EMEA News
Crude Players Say Oil Volatility Set to Stabilize
Oil at the $50 per barrel level may pose a number of difficulties for players, but at least it heralds the end of volatility, two of the world's top oil executives said this week.
Vagit Alekperov, CEO of Russia's Lukoil PJSC, told delegates to the St. Petersburg International Economic Forum the volatility that caused prices to climb to $100 in 2014 and plummet below $28 in January of this year won't be repeated "in the medium term."
He predicted that oil will average $50 this year and $55 to $60 in 2017.
Bob Dudley, CEO of BP Plc, believes oil will climb slightly higher than $50 by year end, describes the current level "very sustainable," and thinks the market will be balanced by the end of this year.

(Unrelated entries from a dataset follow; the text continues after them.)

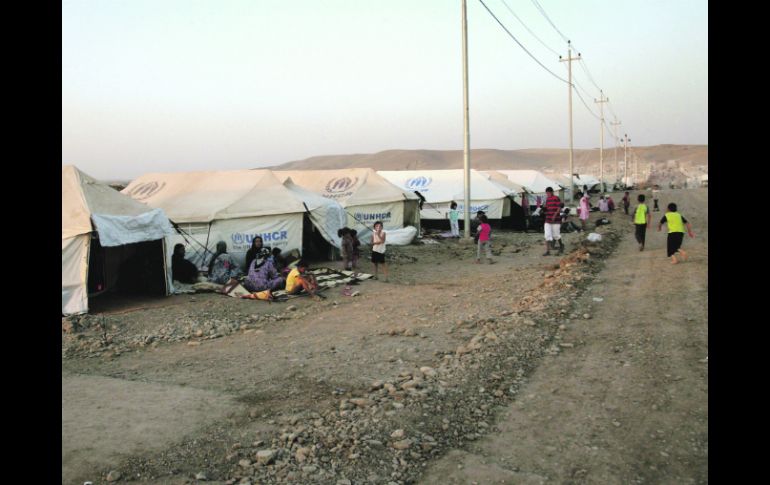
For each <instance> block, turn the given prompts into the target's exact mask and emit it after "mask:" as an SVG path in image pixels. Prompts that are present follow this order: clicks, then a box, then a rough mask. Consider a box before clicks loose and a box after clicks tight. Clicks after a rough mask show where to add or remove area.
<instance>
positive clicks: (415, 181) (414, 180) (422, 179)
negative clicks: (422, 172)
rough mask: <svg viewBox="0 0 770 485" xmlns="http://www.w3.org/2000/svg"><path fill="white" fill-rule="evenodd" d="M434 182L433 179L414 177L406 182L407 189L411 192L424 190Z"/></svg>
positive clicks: (423, 177) (425, 177) (412, 177)
mask: <svg viewBox="0 0 770 485" xmlns="http://www.w3.org/2000/svg"><path fill="white" fill-rule="evenodd" d="M431 182H433V179H431V178H430V177H412V178H410V179H408V180H407V181H406V188H407V189H411V190H422V189H424V188H425V187H427V186H428V185H430V183H431Z"/></svg>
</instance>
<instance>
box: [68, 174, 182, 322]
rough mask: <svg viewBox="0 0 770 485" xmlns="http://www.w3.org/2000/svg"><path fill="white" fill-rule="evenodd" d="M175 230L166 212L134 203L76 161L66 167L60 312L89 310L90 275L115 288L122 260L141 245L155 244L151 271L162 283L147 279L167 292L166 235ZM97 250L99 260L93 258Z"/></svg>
mask: <svg viewBox="0 0 770 485" xmlns="http://www.w3.org/2000/svg"><path fill="white" fill-rule="evenodd" d="M171 233H173V229H172V227H171V225H170V224H169V222H168V218H167V217H166V215H165V214H164V213H163V211H162V210H160V209H152V208H150V207H148V206H146V205H144V204H141V203H139V202H136V201H135V200H133V199H131V198H130V197H126V196H125V195H123V194H121V193H119V192H118V191H116V190H115V189H113V188H111V187H109V186H108V185H106V184H102V183H100V182H97V181H96V180H95V179H93V178H92V177H90V176H88V175H86V174H85V173H83V172H81V171H80V170H78V169H77V168H76V167H74V166H72V165H65V166H63V167H62V238H61V239H62V314H63V315H72V314H77V313H85V312H87V311H88V293H89V289H88V281H89V279H92V280H95V281H98V285H99V287H98V288H96V289H98V290H99V291H103V290H107V289H109V288H112V287H114V286H115V285H116V284H117V282H118V276H119V274H118V270H119V268H120V266H121V264H122V263H124V262H125V261H126V260H127V259H129V258H130V257H132V256H134V255H136V254H137V250H138V249H137V248H138V245H139V244H140V243H146V242H151V241H154V242H157V244H158V249H157V251H158V252H159V254H158V255H157V258H156V259H157V262H158V265H157V267H156V268H152V269H153V270H154V271H153V274H154V275H157V278H156V279H157V280H158V281H148V282H146V283H147V285H148V286H152V285H153V283H154V285H155V286H157V287H163V289H164V293H166V294H168V292H169V289H170V288H169V283H170V281H169V273H170V272H169V271H168V269H167V263H168V262H167V260H166V259H165V258H164V256H163V255H164V248H163V239H164V237H165V236H167V235H169V234H171ZM97 251H98V258H99V261H96V260H93V261H92V259H91V258H92V254H95V253H97ZM89 266H94V268H91V269H89ZM96 267H98V269H95V268H96ZM89 271H91V273H92V274H91V275H89ZM89 276H90V278H89Z"/></svg>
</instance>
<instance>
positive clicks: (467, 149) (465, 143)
mask: <svg viewBox="0 0 770 485" xmlns="http://www.w3.org/2000/svg"><path fill="white" fill-rule="evenodd" d="M462 4H463V5H462V7H463V12H462V17H463V133H464V139H465V140H464V143H463V169H464V179H465V180H464V185H463V187H464V189H465V199H464V202H465V207H464V210H463V217H464V219H465V220H464V221H463V236H464V237H465V239H466V241H467V240H469V239H470V238H471V157H470V155H471V154H470V149H471V148H470V147H471V134H470V129H469V126H468V124H469V121H468V13H467V8H466V6H465V0H462Z"/></svg>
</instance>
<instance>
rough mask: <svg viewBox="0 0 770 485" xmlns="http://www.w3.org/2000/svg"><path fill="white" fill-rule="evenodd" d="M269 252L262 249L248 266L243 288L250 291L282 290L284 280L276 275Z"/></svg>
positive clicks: (277, 274) (254, 291)
mask: <svg viewBox="0 0 770 485" xmlns="http://www.w3.org/2000/svg"><path fill="white" fill-rule="evenodd" d="M270 256H271V253H270V250H269V249H267V248H262V251H260V252H259V255H257V257H256V259H254V261H252V262H251V265H250V266H249V274H248V275H247V276H246V279H245V280H244V281H243V286H244V287H245V288H246V289H247V290H249V291H251V292H255V291H264V290H277V289H279V288H283V286H284V284H285V283H286V280H284V279H283V277H282V276H281V275H280V274H279V273H278V271H277V270H276V269H275V266H274V265H273V261H272V258H271V257H270Z"/></svg>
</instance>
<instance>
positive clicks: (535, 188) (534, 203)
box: [495, 170, 564, 206]
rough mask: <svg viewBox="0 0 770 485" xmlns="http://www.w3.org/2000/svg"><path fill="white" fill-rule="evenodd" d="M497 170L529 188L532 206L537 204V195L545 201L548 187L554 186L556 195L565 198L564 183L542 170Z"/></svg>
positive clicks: (499, 173) (531, 205) (537, 195)
mask: <svg viewBox="0 0 770 485" xmlns="http://www.w3.org/2000/svg"><path fill="white" fill-rule="evenodd" d="M495 172H497V173H499V174H502V175H504V176H506V177H507V178H508V180H510V181H512V182H514V183H517V184H519V185H521V186H523V187H524V188H525V189H527V192H528V193H529V195H528V197H527V198H528V201H529V205H530V206H533V205H536V204H537V197H540V199H541V201H542V202H545V198H546V193H545V189H546V188H548V187H551V188H553V190H554V191H555V193H556V195H558V196H559V197H560V198H561V199H562V200H564V187H562V184H560V183H559V182H558V181H557V180H554V179H552V178H550V177H547V176H546V175H544V174H543V173H542V172H538V171H537V170H495Z"/></svg>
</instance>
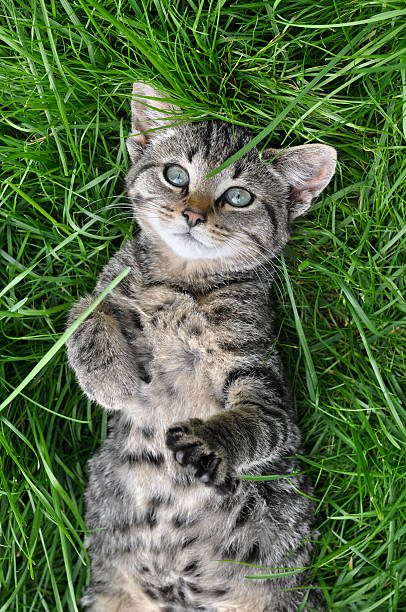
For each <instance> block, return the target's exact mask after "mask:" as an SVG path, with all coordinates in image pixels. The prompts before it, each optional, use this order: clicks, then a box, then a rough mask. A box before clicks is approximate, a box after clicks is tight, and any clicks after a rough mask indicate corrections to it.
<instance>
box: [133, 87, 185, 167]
mask: <svg viewBox="0 0 406 612" xmlns="http://www.w3.org/2000/svg"><path fill="white" fill-rule="evenodd" d="M165 97H166V96H165V94H164V93H162V92H160V91H157V90H155V89H153V87H151V85H147V84H146V83H134V85H133V91H132V101H131V135H130V137H129V138H128V141H127V148H128V151H129V153H130V155H131V153H132V152H133V150H134V149H135V150H137V151H138V152H139V150H140V147H141V148H144V147H145V146H146V145H147V143H148V142H149V141H150V140H152V139H153V138H154V136H155V135H156V134H157V133H158V131H159V130H157V131H148V130H154V129H155V128H160V127H165V126H167V125H169V124H171V123H173V122H174V121H176V118H175V115H176V114H177V113H179V108H178V107H177V106H175V105H174V104H171V103H169V102H167V101H166V100H165Z"/></svg>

Another Economic Forum attendee, Rainer Seele, chief executive officer of OMV AG, believes crude will average $40 this year and $55 next year; more conservative still are the predictions of Alexander Novak, energy minister for Russia, who pegs next year's average price at $50 due to "a lot of oil in the world."
For the record, Igor Sechin, CEO of Rosneft, told Forum delegates that a re-balancing is more likely in 2017 than the end of this year.
Despite the variations of predicted prices, it's notable that these commentators seem to be adhering to a "lower for longer" outlook that was most recently expressed by Fadel Gheit, analyst for Oppenheimer, who said that recent and future mergers amongst crude producers is a way of surviving low, sustained prices.
Goldman Sachs is also amongst the ranks of those who think oil won't climb much farther than $50, but Paul Hornsell, head of commodities research at Standard Chartered, says this level poses several major problems, not the least of which is it being too low to lure fresh investors and too high to force more production offline.